The Sidney theft was exactly what she wanted to know more about. She feigned ignorance. “Another robbery? Do you know where it happened?”
The dean grimaced. “I certainly do. A fossil store called Earthly Pleasures. It's run by Hillard Yancy.”
“You aren't fond of him, I gather.”
With a shrug, Knowles replied, “I'm not fond of his business practices. It's nothing personal. Calls himself a private commercial dealer. I've only dealt with Yancy through college affairs. He's approached us several times. I hear he's solicited every campus in the state, trying to sell his fossils as educational tools.”
“How does he contact you?”
“He sends me catalog lists. Anything from dinosaur dung in bulk at a dollar per pound up to a Triceratops skull for sixty-thousand. If I don't respond, which I never do, he gives me a personal follow-up call.”
“Is he a certified dealer?”
“Yes. He's got all the proper credentials. He's even a member of the AAPS. That doesn't make him a saint.”
Ansel knew that the American Association of Paleontology Suppliers had a code of ethics which stated that its members would strive to place specimens of unique scientific interest into responsible hands for study, research, and preservation, but their policy wasn't purely altruistic.
A lot of dealer-excavated fossils from private lands were fragments which had no scientific value for institutions, museums, and repositories and were sold to customers who wanted “something beautiful” and which they could relate to. Many AAPS members firmly believed that fossils weren't rare at all and that commercial sales by dealers ultimately reduced bone prices by finding more fossils than academics could ever hope to excavate.
“Do you suspect Yancy's involved with any illegal fossil hunting activities?”

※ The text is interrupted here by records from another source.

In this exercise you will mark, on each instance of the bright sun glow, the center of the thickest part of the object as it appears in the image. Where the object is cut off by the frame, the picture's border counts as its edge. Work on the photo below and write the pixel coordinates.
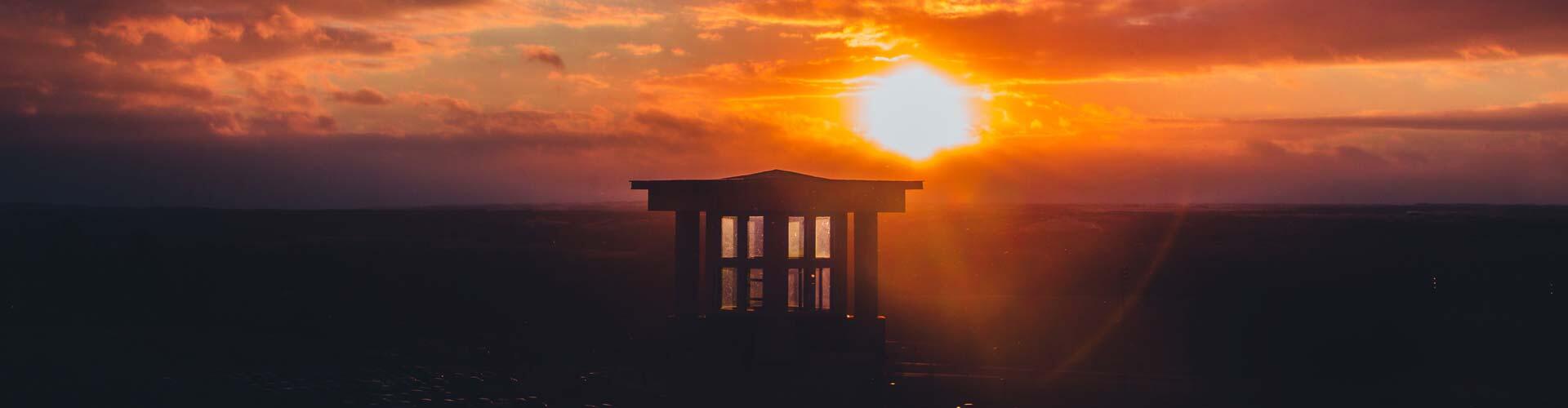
(915, 110)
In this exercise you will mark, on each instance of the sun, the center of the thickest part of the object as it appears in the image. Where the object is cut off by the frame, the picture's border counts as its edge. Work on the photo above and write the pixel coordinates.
(915, 110)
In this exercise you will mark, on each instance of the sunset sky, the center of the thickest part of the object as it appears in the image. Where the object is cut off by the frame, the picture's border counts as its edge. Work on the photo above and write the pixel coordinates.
(412, 102)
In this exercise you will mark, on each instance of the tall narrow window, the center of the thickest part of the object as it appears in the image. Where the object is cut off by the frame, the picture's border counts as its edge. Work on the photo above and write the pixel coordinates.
(755, 289)
(794, 289)
(823, 237)
(726, 231)
(726, 297)
(822, 287)
(797, 236)
(755, 236)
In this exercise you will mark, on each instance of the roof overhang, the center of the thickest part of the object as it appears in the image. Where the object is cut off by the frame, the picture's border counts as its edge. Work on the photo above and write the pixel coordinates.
(777, 192)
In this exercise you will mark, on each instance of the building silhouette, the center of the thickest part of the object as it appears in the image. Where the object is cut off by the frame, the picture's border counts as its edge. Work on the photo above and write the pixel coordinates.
(777, 272)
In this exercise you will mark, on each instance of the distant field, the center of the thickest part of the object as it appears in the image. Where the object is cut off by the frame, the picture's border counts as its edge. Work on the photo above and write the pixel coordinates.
(1256, 304)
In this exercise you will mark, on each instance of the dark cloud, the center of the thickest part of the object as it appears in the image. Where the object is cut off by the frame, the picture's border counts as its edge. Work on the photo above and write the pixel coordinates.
(541, 54)
(1087, 38)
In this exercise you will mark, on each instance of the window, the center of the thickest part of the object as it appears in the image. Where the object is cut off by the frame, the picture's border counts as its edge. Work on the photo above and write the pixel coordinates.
(794, 289)
(755, 236)
(823, 239)
(726, 231)
(822, 287)
(755, 289)
(797, 237)
(726, 299)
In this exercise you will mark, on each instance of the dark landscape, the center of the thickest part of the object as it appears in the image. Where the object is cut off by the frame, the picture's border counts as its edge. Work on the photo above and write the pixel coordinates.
(995, 305)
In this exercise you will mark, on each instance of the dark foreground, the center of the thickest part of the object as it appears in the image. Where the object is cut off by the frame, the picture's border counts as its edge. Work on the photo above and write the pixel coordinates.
(1012, 306)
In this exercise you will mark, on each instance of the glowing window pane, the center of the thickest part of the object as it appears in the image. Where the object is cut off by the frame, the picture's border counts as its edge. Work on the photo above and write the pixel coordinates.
(822, 289)
(797, 236)
(823, 237)
(726, 233)
(755, 289)
(794, 287)
(755, 236)
(728, 292)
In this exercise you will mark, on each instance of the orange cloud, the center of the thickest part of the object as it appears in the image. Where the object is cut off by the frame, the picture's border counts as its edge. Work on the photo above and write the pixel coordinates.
(640, 49)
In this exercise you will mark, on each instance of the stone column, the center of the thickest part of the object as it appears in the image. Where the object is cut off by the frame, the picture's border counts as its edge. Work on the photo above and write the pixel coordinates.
(866, 265)
(687, 261)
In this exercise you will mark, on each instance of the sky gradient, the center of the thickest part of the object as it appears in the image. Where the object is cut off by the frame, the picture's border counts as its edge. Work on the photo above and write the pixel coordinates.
(407, 102)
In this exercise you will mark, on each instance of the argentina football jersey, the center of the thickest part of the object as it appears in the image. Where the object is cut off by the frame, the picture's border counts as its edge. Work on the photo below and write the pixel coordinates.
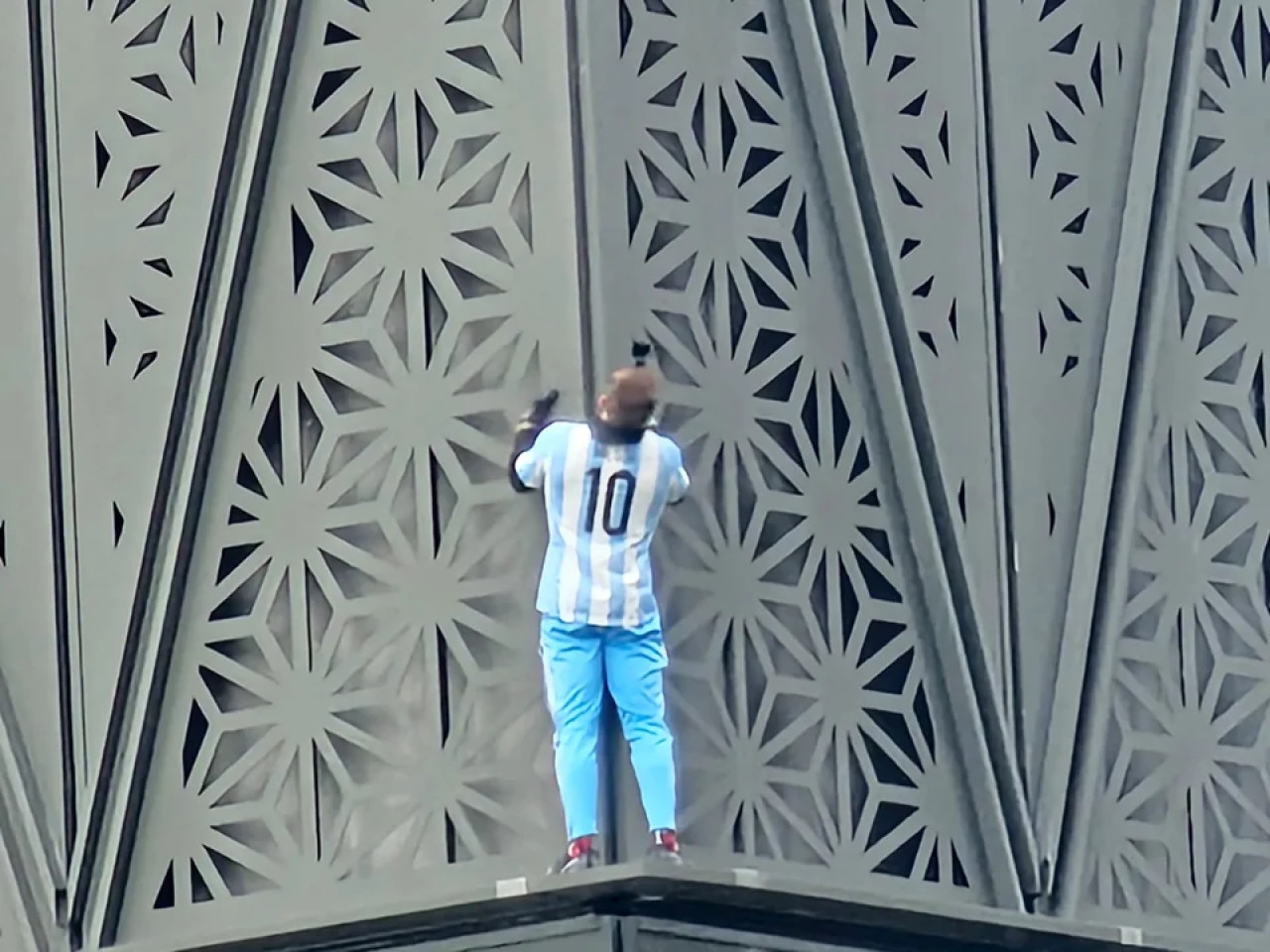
(603, 503)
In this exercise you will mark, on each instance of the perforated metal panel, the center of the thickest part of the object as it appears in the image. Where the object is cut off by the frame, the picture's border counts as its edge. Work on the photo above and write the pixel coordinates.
(472, 199)
(354, 696)
(1064, 81)
(141, 93)
(1183, 826)
(912, 66)
(810, 725)
(30, 712)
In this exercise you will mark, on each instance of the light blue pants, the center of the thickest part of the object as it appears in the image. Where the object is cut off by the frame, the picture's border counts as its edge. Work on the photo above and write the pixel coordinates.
(576, 661)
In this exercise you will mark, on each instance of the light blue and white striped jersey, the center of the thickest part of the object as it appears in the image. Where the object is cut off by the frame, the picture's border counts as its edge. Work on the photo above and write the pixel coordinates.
(603, 503)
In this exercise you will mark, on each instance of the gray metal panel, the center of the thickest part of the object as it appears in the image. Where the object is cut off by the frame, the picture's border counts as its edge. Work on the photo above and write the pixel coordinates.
(354, 699)
(28, 636)
(810, 738)
(912, 68)
(1064, 86)
(1183, 826)
(143, 95)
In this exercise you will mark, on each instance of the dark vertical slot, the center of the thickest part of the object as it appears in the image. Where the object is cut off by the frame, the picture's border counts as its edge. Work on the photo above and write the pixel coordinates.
(1257, 398)
(435, 480)
(41, 100)
(580, 166)
(1010, 579)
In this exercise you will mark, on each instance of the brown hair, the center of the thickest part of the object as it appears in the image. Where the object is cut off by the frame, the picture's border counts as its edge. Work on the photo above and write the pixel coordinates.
(631, 397)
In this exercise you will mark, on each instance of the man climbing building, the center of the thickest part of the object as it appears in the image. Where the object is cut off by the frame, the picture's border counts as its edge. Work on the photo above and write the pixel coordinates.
(606, 483)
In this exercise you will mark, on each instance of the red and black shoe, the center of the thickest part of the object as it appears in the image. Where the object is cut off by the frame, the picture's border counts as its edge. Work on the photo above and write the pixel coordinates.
(666, 847)
(580, 855)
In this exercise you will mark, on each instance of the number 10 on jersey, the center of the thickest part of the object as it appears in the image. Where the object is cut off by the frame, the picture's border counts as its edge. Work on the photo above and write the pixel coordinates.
(619, 492)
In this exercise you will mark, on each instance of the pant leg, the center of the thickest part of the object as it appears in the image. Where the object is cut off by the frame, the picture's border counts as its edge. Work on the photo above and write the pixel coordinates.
(634, 665)
(572, 676)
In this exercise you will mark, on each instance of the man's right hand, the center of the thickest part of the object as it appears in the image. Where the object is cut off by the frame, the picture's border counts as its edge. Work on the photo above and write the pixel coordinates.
(540, 412)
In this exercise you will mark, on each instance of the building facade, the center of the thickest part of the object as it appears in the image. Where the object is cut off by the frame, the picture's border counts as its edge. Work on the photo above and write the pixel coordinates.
(955, 303)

“I couldn't say one way or the other, but he's an original Jurassic Shark in my mind. He hunts down fossils, gobbles them up, and digests the cash to get fatter and fatter. All the while he claims he's saving fossils before the forces of nature or poachers destroy them.”

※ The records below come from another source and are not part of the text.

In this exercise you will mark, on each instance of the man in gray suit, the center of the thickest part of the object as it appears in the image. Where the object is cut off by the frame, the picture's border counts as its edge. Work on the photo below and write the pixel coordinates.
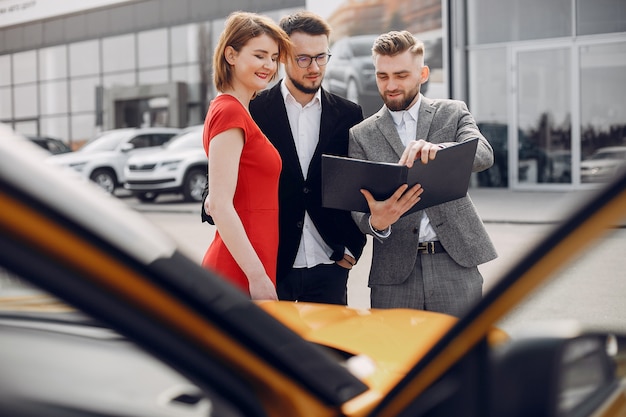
(428, 259)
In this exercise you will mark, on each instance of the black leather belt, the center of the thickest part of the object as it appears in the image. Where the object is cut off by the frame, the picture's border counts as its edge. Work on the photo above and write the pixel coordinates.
(427, 248)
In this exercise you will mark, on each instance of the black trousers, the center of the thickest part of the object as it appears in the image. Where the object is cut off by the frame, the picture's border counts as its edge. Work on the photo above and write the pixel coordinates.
(324, 283)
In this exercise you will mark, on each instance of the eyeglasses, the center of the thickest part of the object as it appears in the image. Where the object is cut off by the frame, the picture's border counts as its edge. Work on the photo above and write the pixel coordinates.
(304, 61)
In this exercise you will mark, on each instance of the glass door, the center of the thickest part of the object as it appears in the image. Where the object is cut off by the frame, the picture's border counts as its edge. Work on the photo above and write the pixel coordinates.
(542, 132)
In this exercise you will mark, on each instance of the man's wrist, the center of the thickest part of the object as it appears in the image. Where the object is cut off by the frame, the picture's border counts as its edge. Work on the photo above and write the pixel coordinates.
(380, 233)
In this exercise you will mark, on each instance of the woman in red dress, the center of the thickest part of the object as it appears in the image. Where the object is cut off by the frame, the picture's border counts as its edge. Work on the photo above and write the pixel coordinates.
(244, 166)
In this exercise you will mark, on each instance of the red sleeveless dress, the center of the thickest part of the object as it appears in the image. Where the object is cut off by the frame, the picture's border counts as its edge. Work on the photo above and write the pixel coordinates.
(256, 193)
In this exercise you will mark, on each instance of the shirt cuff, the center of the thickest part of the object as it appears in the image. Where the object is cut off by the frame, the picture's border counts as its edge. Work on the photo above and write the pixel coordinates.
(383, 234)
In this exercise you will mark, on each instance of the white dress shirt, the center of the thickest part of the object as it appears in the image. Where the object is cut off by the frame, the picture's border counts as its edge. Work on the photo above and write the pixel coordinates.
(406, 124)
(305, 128)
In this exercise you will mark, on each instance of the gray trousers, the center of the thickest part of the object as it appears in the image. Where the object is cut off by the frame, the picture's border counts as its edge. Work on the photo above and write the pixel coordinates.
(436, 283)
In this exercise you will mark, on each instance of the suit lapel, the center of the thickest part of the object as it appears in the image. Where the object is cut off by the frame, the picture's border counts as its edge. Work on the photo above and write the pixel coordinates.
(424, 119)
(281, 134)
(387, 127)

“Did you tell the police this?”
“Absolutely, but they didn't think Yancy would be involved in robbing the campus library and burglarizing himself at the same time. According to them, his supply store got ripped off for a lot more fossils than the foot bones taken from this college.”
Knowles grunted. “Serves Yancy right though. Even if he is on the up and up, he's doing a lot of damage to the academic and scientific community he professes to serve. He may be properly excavating a fossil, but I bet he's not doing the research and paperwork that should go along with it. A lot of contextual knowledge about bone locations and the biology around them is being lost and it's irreplaceable. Education isn't displaying fossil curiosities on a wall to be ogled, Ms. Phoenix. It's collecting scientific data and disseminating it to the public. Maybe the theft will put him out of business for good.”

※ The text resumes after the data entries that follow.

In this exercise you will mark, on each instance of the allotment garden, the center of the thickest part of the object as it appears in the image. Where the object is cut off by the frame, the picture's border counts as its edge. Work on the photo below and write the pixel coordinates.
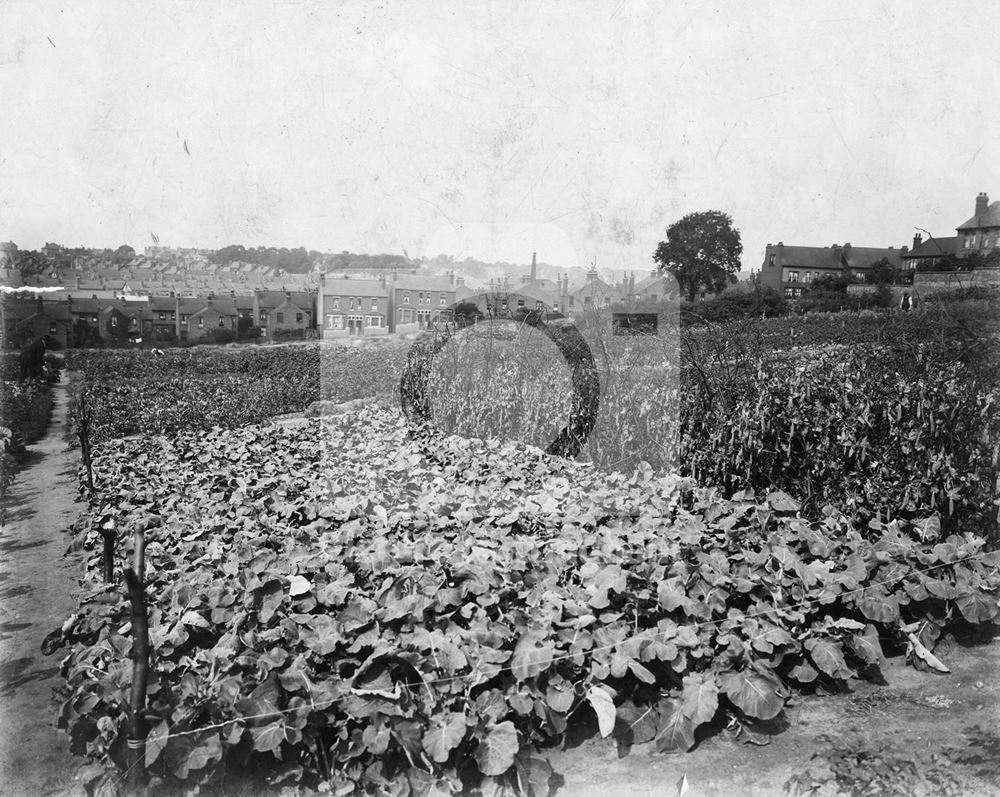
(348, 602)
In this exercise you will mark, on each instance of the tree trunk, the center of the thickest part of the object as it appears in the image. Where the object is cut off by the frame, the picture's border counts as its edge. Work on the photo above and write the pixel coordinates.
(136, 751)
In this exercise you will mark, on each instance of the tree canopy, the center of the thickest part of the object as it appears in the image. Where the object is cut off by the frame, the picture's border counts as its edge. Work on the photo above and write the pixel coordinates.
(702, 251)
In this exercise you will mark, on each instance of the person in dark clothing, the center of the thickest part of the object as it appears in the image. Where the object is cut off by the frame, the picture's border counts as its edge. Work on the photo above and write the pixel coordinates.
(33, 359)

Ansel took all this in with a grain of salt. It was the same old story she'd heard before from academics in the Pangaea Society. Commercial dealers are bad. Scientists are good. Dean Knowles was a nice man, but he was a typical soapbox advocate for stricter fossil regulations. Things weren't always so black and white.
She felt sure that when she talked to Hillard Yancy, he'd be a rabid advocate for government de-regulation of fossil excavation laws. The dealer probably believed that he was exerting his god-given right as a businessman to search for bones on private lands where he had owner permission, contractual or otherwise, to excavate and sell his inventory for profit. The problem was that neither side of the sell-not-sell coin bought positive results when it came to stopping illegal poaching on public or state lands.
“Thank you, Dean Knowles. You've been very kind,” Ansel said, rising.
“Don't mention it. You're going to visit Yancy?”
“Of course. You've raised my curiosity and shopping for fossils is my passion.”